I promised that I’d bring this all back around to cleantech, so here goes. I believe and have believed for a while that a big part of the reason that Tesla was so strongly shorted is that these hedge funds were very comfortable looking at their traditional markets and determining how to value them and advise people, and they didn’t want new technology rising up and disrupting things. The climate crisis wouldn’t be solved by some crazy upstart like Tesla — it would be solved by great companies like Exxon and GM, on their own timetable. Or so they believed. An upstart like Tesla was just dangerous to the system they profited so heavily from.

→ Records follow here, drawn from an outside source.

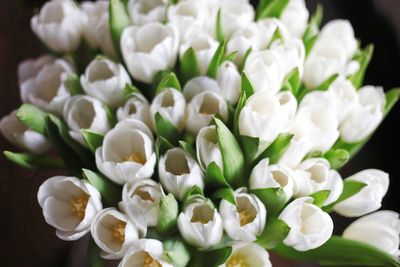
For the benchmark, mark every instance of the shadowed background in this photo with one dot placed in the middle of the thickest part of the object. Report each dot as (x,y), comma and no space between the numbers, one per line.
(26,240)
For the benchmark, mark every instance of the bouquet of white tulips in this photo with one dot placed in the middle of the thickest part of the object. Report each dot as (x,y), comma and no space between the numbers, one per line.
(203,133)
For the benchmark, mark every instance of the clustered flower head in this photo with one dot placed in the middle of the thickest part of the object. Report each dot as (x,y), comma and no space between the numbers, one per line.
(203,131)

Tesla’s rally, as well as the current short squeeze rally, are built on discovering new fundamentals. I feel like the current one is more about sticking it to these hedge funds because the script has flipped — retail investors are smarter than them, and we proved that with Tesla. How many Tesla-like companies did we miss because they were smothered by hedge funds before they were allowed to grow? How much power could we as retail investors have if we decided to reshape the world how we want it to be, and started investing in the companies we want to take us there?
This is the natural end to what I really feel Tesla’s stock journey sent us on. A new paradigm has arrived. People have used the internet to discover tools to allow us to rise up and rewrite the future, one in which greedy scumbags that are only in it for the money will find themselves with less and less power.
There appears to be no reasonable way to justify GameStop’s stock at the prices it’s at, just like these hedge fund managers have been crying for ages that Tesla is a broken growth story that is about to go to zero … while it added 50% capacity a year. The future is going to stop believing in this — and I for one am ecstatic to know this is where we’re headed, and think it’s a signal that we’re going to see a massive shift into clean technology in the near future.
If you own shares in GameStop for this ride, congrats, and I’m there with you spiritually. Like I said earlier, I think this week may be the most consequential week for evening out the playing field for all investors, and could be incredibly important to determining what we want our future to look like. Kudos to you.
Who knows if my work writing about Tesla has ever helped anyone to look into things more themselves and change how they view Wall Street, but I know it’s worked for me. I feel like the last couple of years have been leading to this, where we now are all waking up with new eyes. It’s going to be one heck of a journey.
*Disclaimer: I am a Tesla [NASDAQ:TSLA] shareholder who has purchased shares within the preceding 12 months. Research I do for articles, including this article, may compel me to increase or decrease stock positions. However, I will not do so within 48 hours after any article is published in which I discuss matters that I feel may materially affect stock price. I do not believe that my voice could or should influence stock price by itself, and I strongly caution anyone against using my work as your sole data point to choose to invest or divest in any company. My articles are my opinion, which was formulated using research based on publicly available data. However, my research or conclusions may be incorrect.
I do not hold any shares in GameStop or any other companies cited within this article other than Tesla. I cannot promise that I might not get excited to join in and grab a share of GameStop after writing this article, but I won’t do it within 48 hours of writing this article, and I’ll be doing it for the meme more than the investment, so if you’re taking that as investment advice, remember … I’m literally represented by a puppet.